Filmkritik: The Piano Tuner

Heist-Thriller auf den Spuren von „Baby Driver“
Leo Woodall, bekannt aus „The White Lotus“, als „The Piano Turner“
Leo Woodall, bekannt aus „The White Lotus“, als „The Piano Turner“ (© Black Bear Pictures)

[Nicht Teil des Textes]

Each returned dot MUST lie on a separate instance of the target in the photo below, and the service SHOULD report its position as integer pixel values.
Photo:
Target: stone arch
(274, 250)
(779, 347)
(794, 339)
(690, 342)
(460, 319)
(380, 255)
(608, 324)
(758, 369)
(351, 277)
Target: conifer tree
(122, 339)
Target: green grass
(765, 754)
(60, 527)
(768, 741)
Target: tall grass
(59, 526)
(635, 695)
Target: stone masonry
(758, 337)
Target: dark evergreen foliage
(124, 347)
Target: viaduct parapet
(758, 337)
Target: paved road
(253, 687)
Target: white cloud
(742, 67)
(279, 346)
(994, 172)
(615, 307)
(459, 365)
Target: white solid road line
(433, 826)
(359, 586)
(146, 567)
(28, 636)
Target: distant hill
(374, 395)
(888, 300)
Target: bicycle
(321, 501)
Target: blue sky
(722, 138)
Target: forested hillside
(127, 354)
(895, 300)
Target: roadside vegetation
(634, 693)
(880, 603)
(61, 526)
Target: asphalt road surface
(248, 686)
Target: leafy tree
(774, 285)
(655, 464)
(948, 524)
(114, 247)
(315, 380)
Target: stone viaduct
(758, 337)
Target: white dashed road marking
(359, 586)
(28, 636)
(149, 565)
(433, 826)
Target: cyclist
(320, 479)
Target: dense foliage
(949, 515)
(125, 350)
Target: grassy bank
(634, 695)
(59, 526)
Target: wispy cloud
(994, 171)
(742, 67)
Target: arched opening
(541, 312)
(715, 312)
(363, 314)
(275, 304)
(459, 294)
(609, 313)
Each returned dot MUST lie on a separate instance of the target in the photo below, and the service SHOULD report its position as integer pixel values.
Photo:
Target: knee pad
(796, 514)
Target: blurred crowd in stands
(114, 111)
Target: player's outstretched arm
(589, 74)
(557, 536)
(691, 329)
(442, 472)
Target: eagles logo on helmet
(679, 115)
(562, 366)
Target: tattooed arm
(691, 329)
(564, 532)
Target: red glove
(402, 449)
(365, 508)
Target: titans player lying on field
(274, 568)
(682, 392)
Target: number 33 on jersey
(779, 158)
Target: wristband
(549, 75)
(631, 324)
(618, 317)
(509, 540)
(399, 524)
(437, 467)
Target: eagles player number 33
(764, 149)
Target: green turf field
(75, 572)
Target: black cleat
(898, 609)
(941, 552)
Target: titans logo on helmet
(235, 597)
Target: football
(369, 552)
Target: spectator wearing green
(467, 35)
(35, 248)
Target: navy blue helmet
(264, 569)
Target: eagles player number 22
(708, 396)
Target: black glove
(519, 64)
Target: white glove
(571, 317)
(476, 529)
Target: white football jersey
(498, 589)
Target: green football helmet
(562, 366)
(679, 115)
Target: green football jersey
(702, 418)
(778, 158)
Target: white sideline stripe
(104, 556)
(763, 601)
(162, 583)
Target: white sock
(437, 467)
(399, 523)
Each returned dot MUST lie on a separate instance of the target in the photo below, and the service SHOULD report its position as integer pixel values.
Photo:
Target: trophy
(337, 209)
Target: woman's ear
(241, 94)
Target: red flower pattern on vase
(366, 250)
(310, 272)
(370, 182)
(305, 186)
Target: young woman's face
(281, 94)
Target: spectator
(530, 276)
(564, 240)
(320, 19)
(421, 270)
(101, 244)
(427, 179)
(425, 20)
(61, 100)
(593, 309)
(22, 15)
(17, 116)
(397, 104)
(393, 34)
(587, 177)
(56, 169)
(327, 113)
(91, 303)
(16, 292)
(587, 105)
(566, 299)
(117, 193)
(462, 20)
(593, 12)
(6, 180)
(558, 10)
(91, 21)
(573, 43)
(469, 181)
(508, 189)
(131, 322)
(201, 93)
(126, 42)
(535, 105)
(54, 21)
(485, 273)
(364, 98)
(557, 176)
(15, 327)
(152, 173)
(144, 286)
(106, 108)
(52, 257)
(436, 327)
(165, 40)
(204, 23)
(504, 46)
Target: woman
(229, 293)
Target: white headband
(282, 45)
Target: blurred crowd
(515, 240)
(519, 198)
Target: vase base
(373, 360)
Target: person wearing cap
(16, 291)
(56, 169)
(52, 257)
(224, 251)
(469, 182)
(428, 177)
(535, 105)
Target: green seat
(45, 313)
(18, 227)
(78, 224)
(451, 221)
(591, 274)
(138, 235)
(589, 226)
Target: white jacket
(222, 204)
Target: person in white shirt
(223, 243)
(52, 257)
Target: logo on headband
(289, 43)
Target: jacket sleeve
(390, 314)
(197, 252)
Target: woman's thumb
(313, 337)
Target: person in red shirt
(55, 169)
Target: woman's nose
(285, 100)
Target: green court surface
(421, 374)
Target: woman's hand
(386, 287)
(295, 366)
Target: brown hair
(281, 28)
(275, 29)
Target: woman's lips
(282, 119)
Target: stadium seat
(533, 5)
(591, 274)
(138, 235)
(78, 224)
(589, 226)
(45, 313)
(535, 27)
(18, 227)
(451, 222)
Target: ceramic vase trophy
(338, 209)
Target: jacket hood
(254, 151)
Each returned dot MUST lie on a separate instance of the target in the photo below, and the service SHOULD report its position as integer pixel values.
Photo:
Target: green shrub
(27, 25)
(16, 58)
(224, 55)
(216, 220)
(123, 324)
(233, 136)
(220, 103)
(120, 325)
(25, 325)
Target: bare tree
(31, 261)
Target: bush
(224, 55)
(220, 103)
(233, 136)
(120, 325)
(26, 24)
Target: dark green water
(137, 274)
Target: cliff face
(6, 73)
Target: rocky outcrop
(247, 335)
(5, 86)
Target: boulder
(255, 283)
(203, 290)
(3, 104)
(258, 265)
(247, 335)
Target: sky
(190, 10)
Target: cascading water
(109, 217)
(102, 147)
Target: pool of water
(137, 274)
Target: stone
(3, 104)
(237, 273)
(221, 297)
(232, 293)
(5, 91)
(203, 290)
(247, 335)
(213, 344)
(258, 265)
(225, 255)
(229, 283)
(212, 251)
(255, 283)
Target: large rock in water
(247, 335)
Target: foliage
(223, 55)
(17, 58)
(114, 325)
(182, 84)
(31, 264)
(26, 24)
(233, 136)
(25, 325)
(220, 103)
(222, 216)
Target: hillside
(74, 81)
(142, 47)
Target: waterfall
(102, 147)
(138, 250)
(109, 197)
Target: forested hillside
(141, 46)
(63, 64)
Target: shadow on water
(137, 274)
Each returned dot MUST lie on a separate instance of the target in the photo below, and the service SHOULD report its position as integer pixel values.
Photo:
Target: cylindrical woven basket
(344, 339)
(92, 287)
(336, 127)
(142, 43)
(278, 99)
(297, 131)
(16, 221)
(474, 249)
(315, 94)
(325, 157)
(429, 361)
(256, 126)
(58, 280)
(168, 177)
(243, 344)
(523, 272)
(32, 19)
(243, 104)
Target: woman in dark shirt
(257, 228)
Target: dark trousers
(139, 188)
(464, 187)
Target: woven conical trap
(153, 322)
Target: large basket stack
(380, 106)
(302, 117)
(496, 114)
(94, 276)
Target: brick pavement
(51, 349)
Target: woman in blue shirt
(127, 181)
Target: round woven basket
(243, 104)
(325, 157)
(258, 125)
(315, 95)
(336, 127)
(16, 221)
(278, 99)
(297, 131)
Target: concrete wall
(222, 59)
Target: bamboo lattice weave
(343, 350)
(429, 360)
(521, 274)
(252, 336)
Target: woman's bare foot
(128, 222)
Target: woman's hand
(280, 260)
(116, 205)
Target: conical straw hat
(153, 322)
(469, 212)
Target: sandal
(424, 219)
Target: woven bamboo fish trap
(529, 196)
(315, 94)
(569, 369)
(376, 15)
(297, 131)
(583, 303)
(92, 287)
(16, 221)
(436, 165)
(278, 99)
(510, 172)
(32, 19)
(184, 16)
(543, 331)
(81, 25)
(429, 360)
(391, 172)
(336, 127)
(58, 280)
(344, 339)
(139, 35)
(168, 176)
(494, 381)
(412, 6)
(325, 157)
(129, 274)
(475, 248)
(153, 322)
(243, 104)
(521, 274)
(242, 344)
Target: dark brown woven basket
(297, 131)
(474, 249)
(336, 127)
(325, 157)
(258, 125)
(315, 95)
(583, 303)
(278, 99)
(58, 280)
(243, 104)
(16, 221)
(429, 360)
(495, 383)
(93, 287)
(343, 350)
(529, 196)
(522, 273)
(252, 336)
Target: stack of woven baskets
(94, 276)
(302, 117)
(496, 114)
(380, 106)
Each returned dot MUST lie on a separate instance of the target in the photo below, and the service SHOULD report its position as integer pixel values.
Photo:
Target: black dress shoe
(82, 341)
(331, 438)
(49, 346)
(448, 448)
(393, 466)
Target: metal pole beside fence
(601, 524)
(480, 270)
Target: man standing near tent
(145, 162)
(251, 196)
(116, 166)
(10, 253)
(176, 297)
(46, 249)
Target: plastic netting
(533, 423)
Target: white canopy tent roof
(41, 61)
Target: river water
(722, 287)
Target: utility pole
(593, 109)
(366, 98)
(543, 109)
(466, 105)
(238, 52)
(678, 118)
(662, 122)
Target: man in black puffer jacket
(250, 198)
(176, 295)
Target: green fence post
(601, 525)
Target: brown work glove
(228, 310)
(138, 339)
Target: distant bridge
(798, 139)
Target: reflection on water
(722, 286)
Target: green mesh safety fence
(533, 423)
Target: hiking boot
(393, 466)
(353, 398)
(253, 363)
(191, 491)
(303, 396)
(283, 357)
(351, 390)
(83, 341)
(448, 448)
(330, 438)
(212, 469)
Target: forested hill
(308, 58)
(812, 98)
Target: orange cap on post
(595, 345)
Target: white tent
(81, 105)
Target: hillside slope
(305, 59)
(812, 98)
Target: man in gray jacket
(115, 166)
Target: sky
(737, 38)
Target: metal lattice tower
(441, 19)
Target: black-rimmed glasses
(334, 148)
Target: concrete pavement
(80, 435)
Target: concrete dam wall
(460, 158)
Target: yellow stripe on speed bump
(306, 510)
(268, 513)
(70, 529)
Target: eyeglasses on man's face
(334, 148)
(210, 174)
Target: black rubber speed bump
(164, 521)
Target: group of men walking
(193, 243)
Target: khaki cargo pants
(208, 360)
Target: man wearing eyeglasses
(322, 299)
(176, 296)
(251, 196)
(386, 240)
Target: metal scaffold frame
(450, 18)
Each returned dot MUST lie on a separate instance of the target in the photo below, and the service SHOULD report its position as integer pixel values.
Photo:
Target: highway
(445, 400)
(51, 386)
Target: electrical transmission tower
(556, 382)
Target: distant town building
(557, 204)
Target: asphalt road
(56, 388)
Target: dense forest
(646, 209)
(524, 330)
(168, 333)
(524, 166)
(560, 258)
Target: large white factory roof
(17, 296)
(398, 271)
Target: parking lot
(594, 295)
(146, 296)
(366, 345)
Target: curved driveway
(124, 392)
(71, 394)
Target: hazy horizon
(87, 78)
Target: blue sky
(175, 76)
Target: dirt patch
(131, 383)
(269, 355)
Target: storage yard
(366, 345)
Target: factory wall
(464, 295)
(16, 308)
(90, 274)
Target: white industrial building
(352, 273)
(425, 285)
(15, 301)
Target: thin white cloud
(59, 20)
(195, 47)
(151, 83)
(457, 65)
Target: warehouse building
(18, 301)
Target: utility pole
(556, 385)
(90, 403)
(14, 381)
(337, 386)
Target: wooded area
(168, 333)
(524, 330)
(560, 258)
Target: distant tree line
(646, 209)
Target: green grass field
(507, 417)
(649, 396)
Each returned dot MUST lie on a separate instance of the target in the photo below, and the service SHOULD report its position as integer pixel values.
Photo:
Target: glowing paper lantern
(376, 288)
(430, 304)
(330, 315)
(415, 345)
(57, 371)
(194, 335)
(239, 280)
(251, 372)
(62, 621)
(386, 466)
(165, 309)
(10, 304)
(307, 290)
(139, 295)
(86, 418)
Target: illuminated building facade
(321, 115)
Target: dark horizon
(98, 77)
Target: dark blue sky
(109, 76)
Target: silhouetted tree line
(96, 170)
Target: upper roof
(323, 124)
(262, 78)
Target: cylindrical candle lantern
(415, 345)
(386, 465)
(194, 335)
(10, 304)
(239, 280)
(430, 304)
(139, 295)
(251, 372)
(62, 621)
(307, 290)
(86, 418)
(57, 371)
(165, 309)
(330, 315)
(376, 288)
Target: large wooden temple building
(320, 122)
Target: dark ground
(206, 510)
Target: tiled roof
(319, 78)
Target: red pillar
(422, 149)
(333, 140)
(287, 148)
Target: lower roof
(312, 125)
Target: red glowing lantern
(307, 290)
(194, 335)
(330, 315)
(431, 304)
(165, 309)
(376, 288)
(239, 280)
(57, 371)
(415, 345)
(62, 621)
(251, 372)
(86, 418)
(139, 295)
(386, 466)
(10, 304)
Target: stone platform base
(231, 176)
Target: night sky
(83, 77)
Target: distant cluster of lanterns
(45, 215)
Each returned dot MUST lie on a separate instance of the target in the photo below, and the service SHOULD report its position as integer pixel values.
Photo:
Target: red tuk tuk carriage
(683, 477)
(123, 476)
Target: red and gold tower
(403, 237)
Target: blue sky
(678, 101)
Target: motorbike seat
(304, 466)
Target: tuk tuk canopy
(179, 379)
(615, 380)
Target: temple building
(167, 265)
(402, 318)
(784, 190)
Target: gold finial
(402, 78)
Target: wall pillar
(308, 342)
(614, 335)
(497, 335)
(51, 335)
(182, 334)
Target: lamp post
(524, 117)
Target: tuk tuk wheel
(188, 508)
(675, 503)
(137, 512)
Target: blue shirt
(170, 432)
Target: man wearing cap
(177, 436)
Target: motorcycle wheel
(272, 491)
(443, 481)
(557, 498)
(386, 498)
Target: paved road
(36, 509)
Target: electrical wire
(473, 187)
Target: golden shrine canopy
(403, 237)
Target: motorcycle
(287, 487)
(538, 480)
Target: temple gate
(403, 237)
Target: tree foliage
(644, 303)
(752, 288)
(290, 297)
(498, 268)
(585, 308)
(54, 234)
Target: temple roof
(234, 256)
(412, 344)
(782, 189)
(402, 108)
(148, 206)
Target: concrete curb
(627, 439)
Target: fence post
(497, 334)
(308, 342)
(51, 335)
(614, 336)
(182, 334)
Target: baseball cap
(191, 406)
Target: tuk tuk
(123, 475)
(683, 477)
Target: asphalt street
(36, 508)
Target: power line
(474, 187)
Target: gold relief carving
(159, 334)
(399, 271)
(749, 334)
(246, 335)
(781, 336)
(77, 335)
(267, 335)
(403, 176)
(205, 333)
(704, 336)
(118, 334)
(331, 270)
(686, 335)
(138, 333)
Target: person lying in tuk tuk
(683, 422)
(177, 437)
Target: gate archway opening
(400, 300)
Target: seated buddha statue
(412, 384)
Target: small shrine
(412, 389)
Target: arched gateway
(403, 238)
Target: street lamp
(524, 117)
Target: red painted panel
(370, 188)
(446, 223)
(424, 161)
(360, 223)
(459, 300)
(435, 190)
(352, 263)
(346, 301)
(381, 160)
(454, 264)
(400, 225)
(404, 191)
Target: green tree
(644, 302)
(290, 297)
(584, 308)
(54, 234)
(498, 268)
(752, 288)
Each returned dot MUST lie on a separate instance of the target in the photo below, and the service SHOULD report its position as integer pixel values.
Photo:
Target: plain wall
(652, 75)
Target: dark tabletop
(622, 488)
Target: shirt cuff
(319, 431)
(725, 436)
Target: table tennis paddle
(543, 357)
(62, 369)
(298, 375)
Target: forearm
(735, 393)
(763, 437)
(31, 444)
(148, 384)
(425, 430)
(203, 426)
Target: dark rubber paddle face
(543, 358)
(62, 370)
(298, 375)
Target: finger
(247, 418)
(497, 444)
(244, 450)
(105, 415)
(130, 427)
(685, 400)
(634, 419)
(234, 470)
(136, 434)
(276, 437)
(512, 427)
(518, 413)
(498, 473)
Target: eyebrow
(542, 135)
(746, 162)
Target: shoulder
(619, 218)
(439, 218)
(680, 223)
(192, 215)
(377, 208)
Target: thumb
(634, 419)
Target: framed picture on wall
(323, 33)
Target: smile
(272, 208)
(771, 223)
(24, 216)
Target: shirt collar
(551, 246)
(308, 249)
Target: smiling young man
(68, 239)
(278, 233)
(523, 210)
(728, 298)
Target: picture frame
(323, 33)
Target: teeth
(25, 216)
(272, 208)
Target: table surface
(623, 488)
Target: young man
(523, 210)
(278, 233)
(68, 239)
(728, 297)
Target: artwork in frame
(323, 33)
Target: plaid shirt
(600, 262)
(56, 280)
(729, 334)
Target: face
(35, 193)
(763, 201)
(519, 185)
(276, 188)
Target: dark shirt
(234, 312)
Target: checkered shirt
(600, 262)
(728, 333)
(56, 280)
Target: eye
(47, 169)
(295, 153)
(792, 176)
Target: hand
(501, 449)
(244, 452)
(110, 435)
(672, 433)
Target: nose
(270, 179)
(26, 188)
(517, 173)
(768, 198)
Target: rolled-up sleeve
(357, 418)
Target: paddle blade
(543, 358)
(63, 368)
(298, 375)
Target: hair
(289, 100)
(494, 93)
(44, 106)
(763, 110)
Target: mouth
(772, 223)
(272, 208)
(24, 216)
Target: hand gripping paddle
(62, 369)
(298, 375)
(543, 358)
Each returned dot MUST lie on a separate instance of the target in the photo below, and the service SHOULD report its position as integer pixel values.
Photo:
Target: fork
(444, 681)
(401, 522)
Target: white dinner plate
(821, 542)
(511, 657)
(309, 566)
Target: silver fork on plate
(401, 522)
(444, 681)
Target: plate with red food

Der für seinen Dokumentarfilm „Navalny“ mit dem Oscar ausgezeichnete kanadische Regisseur Daniel Roher liefert mit „The Piano Tuner“ sein Spielfilmdebüt. Niki White (Leo Woodall) verfügt über ein sensibles Gehör (Hyperakusis) und arbeitet mit seinem Mentor Harry Horowitz (Dustin Hoffman) als Klavierstimmer. Alltagsgeräusche sind für Niki überfordernd, aber seine Hörfähigkeit ist überdurchschnittlich. Als eine Bande dubioser Security-Arbeiter von Nikis Talent erfährt, erhält er ein unmoralisches Angebot: Er soll einen Safe knacken. Der Film lehnt sich tonal und thematisch stark an den 2017 erschienenen „Baby Driver“ an. So könnte auch „The Piano Tuner“ für Newcomer Leo Woodall (bekannt aus der zweiten Staffel „The White Lotus“) ein Erfolg werden. Gerade in der Beziehung zur Klavierspielerin Ruthie (Havana Rose Liu) punktet er durch die stoische, empathische Art seiner Figur.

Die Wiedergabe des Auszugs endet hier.